L’ex-candidate à la présidentielle de gauche, Veronika Mendonza, dont le parti avait collaboré au début de son mandat avec le chef de l’État, a exprimé son « rejet total d’une mesure arbitraire et disproportionnée ».  

« Nous avions des informations selon lesquelles il allait y avoir des actes de vandalisme.

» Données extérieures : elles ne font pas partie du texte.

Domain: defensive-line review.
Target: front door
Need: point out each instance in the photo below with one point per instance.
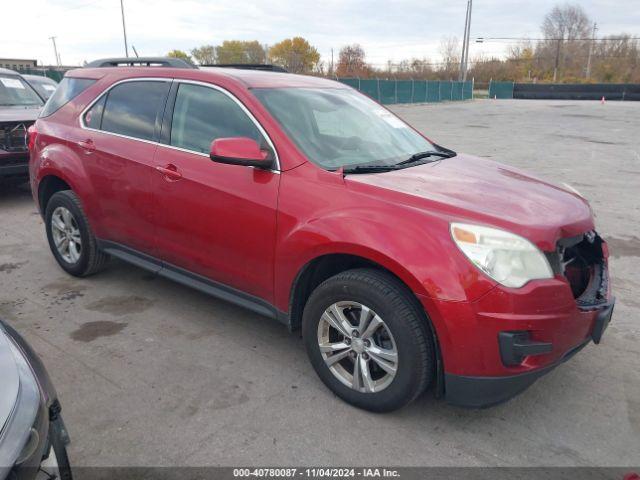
(215, 220)
(117, 147)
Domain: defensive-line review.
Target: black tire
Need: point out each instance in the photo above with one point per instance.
(56, 439)
(91, 259)
(404, 318)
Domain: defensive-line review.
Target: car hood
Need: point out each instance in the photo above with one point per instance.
(476, 190)
(19, 114)
(9, 379)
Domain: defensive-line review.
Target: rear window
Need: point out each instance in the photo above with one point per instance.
(14, 91)
(67, 90)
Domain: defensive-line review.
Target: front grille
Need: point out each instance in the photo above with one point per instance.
(13, 136)
(581, 261)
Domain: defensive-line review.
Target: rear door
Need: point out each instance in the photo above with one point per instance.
(216, 220)
(118, 148)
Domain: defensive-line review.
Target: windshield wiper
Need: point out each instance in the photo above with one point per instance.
(421, 155)
(370, 169)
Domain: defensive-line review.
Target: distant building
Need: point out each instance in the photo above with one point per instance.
(17, 63)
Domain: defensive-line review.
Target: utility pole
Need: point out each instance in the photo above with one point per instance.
(555, 69)
(465, 44)
(593, 40)
(124, 30)
(466, 58)
(331, 73)
(55, 50)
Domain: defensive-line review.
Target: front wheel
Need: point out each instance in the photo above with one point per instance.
(56, 465)
(368, 340)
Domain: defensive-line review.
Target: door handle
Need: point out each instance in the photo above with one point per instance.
(170, 172)
(87, 145)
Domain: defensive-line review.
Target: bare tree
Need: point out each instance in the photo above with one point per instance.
(566, 22)
(449, 51)
(565, 29)
(351, 61)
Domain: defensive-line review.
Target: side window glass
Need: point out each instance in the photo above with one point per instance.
(67, 90)
(132, 108)
(202, 114)
(93, 117)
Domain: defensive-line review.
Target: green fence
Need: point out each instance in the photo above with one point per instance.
(500, 89)
(411, 91)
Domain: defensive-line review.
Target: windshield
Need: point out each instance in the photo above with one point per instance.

C’est la raison pour laquelle nous avons pris cette mesure », s’est justifié le ministre de la Défense, José Gavidia.  

M. Castillo a échappé récemment à une deuxième procédure de destitution du Parlement où l’opposition fustige son manque de gouvernance, et accuse son entourage de corruption.

Des affrontements entre manifestants et police ont eu lieu lundi dans plusieurs régions du Pérou en marge d’une grève des transporteurs contre la hausse du coût du carburant et des péages, ainsi que des denrées alimentaires.

L’autoroute panaméricaine, qui relie Amérique du Sud aux États-Unis via l’Amérique centrale, a été bloquée aux nombreux camions qui l’empruntent et des postes de péage ont été incendiés.

Le gouvernement avait supprimé la semaine dernière un impôt sur les carburants dans un souci d’apaisement et également décrété une augmentation de 10 % du salaire minimum qui atteindra l’équivalent de 277 dollars à partir du 1er mai.

Des mesures insuffisantes pour la Confédération générale des travailleurs péruviens (CGTP), le principal syndicat du pays, qui a appelé à de nouveaux rassemblements jeudi.